Meme Thursday, Part II: Er, Meme Friday

Jun 10, 2011 08:25

Got more questions from nazkey . Here are more answers.  :)

Here goes: Comment with "Come at me, bro!"
• I'll respond by asking you five questions so I can get to know you better.
• Update your journal with the answers to the questions.
• Include this explanation in the post and offer to ask other people questions.

1. Tell me more about Janeway and why you love her so much.
I am many, many years removed from my fervor, but I did find this (Thanks, archive.org! AOL took all my Voyager squee down years ago. I moved my Voyager fic to Dreamwidth, but not this piece.), written about the handling of female characters on Voyager at the peak of my Janeway love in 1997. A friend of mine wanted me to write a reasoned explanation of why I loved Voyager so very much.  Janeway, excerpted:

As a woman of the 24th century, Captain Kathryn Janeway, of the Federation Starship Voyager, makes her own rules. She has no other choice, since her vessel is, as of early in season four, some 65 years travel from Federation space.... Having no one to answer to but also no known allies for the enormous journey through an essentially hostile, unknown quadrant created a situation requiring a leader undaunted by the odds against her. Enter Captain Janeway. An easy mistake to make in writing for a leader with so much stacked against her would be to attempt to perfect her character, leaving her battles external. Voyager’s writers, however, have at times gone out of their way to show the flaws in Janeway’s character. She has made nearly irreparable mistakes, almost lost the ship on many an occasion, gone against the advice of her senior staff, and they have barely eluded death under her command, generally because of her blind devotion to fulfilling her promise of bringing them all home. And yet this character is rich, layered, and more importantly, believable. Only as a sidebar does her gender play a part in her characterization, and when it does, the chance is offered to learn about the female psyche through a woman who feels she must set herself apart from her crew, struggling to maintain protocol in a circumstance that is far from the world of the Federation for which it was designed.
Basically, I loved that she made bad choices. I loved watching her struggle to keep her personal wants and needs out of the picture (often failing, but never where her feelings for her First Officer were concerned). I loved that she could mother them without seeming (to me) weak. I loved the episode where she tortured herself in an alien isolation tank, expecting trials to reach enlightenment, and that the upshot was that she put all her faith blindly in science, to the point that it ended up her religion- she didn't need proof that science would save the day, it just would. (I guess this is really RDM's legacy, since he seems to make everything he touches about weird religion.)

2. What is your favorite musical of all time and why?
Interesting... Hmm... I'm having a hard time narrowing it down. Little Shop of Horrors, Grease, Beauty & the Beast, Jesus Christ Superstar, Phantom... If I must pick one, I'll go with Little Shop. Why? It's funny and serious and about the bad choices people make when they want things or think they need things.

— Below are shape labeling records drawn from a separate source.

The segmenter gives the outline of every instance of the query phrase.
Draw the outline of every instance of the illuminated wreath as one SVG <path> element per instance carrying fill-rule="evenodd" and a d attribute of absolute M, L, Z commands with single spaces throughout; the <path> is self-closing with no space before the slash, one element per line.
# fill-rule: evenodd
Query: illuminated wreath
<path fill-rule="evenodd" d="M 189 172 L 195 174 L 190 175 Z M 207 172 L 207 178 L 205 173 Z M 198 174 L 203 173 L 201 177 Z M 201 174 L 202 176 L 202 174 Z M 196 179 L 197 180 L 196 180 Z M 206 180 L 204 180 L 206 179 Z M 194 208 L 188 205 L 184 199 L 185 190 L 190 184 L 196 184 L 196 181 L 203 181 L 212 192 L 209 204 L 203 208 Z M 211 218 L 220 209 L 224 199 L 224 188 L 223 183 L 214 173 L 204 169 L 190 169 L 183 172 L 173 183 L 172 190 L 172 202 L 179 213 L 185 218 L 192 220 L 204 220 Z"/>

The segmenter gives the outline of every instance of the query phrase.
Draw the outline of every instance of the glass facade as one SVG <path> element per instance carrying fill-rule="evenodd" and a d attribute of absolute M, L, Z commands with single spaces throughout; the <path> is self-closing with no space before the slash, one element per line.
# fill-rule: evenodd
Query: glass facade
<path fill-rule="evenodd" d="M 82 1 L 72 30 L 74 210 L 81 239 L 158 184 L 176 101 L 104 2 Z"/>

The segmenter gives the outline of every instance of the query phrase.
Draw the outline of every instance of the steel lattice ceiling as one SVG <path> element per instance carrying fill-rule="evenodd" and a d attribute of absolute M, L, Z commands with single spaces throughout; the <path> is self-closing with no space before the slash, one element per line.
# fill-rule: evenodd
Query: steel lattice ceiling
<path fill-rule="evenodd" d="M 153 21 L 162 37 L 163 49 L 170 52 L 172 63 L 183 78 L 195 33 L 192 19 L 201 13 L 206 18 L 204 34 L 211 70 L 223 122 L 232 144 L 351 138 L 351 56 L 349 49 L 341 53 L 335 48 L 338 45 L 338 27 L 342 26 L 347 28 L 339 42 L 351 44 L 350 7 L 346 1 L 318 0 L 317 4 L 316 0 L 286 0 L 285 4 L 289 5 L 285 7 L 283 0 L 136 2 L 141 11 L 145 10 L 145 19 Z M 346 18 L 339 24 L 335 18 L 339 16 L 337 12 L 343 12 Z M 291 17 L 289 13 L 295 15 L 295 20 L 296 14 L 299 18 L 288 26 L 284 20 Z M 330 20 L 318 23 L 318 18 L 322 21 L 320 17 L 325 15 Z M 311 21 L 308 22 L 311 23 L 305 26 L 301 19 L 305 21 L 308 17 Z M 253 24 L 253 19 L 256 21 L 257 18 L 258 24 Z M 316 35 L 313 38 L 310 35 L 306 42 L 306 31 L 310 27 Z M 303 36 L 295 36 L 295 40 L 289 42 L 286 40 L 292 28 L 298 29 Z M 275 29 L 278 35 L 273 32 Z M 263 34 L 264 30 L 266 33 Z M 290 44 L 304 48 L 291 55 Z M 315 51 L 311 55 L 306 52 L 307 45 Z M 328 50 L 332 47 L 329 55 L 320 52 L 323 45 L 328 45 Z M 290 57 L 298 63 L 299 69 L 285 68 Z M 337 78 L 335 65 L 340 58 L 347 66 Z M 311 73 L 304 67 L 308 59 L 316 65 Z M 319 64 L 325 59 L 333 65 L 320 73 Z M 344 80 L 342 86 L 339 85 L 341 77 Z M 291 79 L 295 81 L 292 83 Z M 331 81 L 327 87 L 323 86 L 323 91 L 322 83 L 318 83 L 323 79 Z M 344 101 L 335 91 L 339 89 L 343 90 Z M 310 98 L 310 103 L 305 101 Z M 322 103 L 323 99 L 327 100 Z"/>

3. Do you believe in past lives? If yes, who were you before you were you in the now?
I do not disbelieve, but I have never really had the feeling that I lived in another time or place. I've always been too caught up pretending to be someone else NOW to ever really put much thought in BEFORE. :)

4. What is your fondest childhood memory?
In 1989, the week I turned 16, we took my maternal grandparents with us to Disney World. We hadn't been since I was 4, and we were going to be there for my birthday, so there was that. My grandfather, with whom we had always been very close, was in the end stages of Emphysema, and for as long as I could remember had at least some difficulty breathing or shortness of breath. We talked him into using a wheelchair so he could see all of the World. We'd traveled with them quite a bit over the years, and this was the last and biggest trip I ever got to take with my grandfather. He rode almost all the rides (and the wheelchair got us pulled to the head of almost every line, which was pretty sweet), and I just remember trying so hard to enjoy and remember all of it, since I knew he wasn't likely to take many more trips. He passed away a little more than 2 years later. The smell of Old Spice still makes me think of how his scritchy red beard felt on my cheek when I kissed him.

5. What's your ideal vacation?
There is quiet, water, sunshine and shade, nature to explore, and company that I can also get away from when I want time to think. I think a cabin by a mountain lake, with enough amenities to not make things too much work, but enough missing that I can relax and think and write.